Jonny Morris, CEO of the Canadian Mental Health Association in B.C., says the growing demand for mental health and substance abuse supports and services is unprecedented.
“It’s been well documented throughout the pandemic that everything that’s happening in the world is having an impact upon our mental health, including people who live with, perhaps, moderate mental health and substance use challenges that have worsened, and also folks who live with severe and persistent mental illness, who perhaps have had symptoms worsen,” he tells CityNews.
“Often, when someone is in crisis, there are very few options and the emergency department is a main space where people go and seek emergency care for mental health concerns.”
Morris says throughout the pandemic, the CMHA in B.C. alone has seen double-digit increases in the number of people accessing its services.
Both Vancouver Coastal Health and Fraser Health say their security teams have noticed an increase in the “number of challenging interactions taking place at many of our sites.”
“As it has been for all health-care workers, COVID-19 continues to be a challenging time for our security teams who work in our various facilities,” says a joint statement from both health authorities.

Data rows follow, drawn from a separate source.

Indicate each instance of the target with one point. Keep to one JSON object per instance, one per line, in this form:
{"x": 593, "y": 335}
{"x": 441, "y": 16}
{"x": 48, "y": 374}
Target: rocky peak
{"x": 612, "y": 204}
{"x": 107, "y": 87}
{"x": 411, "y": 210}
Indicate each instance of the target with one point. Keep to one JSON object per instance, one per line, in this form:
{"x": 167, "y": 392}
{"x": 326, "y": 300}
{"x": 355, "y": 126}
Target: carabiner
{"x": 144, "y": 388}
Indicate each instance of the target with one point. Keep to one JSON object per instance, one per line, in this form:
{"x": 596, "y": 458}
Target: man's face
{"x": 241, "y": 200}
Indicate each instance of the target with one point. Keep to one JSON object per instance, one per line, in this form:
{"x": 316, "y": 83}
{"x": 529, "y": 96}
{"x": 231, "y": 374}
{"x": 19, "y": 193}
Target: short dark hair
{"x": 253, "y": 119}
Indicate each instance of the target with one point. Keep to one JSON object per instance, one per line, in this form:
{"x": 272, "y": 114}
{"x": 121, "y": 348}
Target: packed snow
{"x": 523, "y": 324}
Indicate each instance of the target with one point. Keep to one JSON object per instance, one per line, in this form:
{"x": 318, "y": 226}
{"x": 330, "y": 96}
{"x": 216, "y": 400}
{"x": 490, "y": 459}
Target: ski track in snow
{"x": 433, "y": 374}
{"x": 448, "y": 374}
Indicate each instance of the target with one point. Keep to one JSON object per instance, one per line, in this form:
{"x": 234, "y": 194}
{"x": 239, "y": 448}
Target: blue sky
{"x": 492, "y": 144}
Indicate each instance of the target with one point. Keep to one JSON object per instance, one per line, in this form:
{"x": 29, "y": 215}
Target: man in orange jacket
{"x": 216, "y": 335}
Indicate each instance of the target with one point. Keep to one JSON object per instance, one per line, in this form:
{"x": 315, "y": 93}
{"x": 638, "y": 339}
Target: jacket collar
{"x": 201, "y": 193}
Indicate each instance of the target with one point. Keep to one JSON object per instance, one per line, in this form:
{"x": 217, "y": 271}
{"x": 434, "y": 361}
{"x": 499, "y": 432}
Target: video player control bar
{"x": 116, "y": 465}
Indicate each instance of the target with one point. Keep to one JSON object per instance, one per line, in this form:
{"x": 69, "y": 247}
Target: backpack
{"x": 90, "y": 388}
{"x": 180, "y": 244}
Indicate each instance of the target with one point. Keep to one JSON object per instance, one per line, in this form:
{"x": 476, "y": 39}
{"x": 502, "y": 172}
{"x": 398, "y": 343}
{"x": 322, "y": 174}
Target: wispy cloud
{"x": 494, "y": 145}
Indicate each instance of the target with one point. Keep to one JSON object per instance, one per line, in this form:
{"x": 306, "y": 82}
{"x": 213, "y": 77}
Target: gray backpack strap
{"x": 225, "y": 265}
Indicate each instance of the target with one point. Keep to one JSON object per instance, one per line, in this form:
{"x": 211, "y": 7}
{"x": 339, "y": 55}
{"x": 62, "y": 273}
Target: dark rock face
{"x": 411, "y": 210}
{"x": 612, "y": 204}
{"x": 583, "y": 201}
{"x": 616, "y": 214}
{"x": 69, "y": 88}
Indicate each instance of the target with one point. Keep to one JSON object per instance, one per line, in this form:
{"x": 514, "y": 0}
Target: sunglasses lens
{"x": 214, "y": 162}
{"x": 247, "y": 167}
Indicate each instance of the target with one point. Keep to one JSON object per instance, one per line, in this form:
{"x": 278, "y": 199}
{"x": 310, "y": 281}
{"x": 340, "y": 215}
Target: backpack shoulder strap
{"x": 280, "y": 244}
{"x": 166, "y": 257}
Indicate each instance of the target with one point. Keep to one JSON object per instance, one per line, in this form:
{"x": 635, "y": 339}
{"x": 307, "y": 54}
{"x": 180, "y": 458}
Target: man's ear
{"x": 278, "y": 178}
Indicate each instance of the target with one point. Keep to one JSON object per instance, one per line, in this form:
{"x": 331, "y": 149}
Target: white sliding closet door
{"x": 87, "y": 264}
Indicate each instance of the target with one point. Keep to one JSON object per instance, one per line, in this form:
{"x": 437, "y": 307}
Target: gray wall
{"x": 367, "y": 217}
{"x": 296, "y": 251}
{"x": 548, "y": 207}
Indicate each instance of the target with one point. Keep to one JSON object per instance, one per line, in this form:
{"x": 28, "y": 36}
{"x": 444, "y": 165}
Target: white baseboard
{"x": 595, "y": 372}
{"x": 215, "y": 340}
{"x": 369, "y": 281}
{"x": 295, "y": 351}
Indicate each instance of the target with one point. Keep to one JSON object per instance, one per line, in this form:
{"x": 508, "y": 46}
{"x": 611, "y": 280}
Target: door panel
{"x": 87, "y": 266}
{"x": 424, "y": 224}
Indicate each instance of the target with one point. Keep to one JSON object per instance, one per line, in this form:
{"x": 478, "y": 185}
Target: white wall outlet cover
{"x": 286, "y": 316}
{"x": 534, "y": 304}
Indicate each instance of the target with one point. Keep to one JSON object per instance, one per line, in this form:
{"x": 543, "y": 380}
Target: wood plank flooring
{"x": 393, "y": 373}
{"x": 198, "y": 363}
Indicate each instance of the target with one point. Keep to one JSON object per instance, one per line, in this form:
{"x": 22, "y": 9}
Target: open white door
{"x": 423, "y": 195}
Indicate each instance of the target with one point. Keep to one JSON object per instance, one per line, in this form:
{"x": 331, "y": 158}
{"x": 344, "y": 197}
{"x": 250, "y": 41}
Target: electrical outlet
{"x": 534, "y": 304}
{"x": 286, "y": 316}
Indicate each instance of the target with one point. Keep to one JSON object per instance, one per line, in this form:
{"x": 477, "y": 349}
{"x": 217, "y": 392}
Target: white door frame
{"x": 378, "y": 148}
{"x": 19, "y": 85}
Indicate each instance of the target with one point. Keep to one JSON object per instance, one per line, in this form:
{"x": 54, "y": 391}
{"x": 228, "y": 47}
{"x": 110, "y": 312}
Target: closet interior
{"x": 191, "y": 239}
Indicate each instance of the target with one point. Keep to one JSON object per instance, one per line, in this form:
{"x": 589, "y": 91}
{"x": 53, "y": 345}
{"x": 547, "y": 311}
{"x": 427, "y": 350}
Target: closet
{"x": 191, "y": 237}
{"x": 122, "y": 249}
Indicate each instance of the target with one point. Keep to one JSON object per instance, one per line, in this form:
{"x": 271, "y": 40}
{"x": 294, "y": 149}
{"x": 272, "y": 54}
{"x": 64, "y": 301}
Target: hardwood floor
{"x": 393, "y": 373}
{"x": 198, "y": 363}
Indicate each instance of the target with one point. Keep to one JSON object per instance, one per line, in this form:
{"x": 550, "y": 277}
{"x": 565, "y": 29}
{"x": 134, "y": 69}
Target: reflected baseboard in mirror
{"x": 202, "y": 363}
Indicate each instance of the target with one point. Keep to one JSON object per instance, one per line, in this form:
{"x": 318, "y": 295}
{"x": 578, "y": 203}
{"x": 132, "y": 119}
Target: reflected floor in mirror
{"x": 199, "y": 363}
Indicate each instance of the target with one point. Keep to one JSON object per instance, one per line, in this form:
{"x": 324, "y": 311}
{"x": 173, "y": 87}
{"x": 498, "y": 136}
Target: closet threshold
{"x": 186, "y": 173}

“Due to the requirements of some of our COVID Testing and Immunization Centres and acute sites, we have had to significantly increase our security resources to support staff, patients, and the public at these locations.”
Nurses say they have also noticed an increase in the amount — and severity — of violence in health-care facilities.
“We have seen that nurses are having to call more and more for help,” Aman Grewal, president of the BC Nurses’ Union, tells CityNews. “It’s impacting the mental and physical wellbeing of our members. They should not have to go to work and be afraid that they may be assaulted.”
She adds a challenge at some facilities, especially rural ones, is that nurses don’t always have access to security. When they do, she says often only security guards — not security officers — are available.
“In terms of the guards, they are more stationary, they have a post, etc. They may respond to an incident but they are basically more there to make sure that other people don’t get into the situation. They do not interact with that individual, they do not go hands on. They do not try to restrain or assist the nurse in restraining that person,” Grewal says.
“That is something that we have been advocating for, through the union, is to have security officers, who are able be hands-on, present in our health-care facilities.”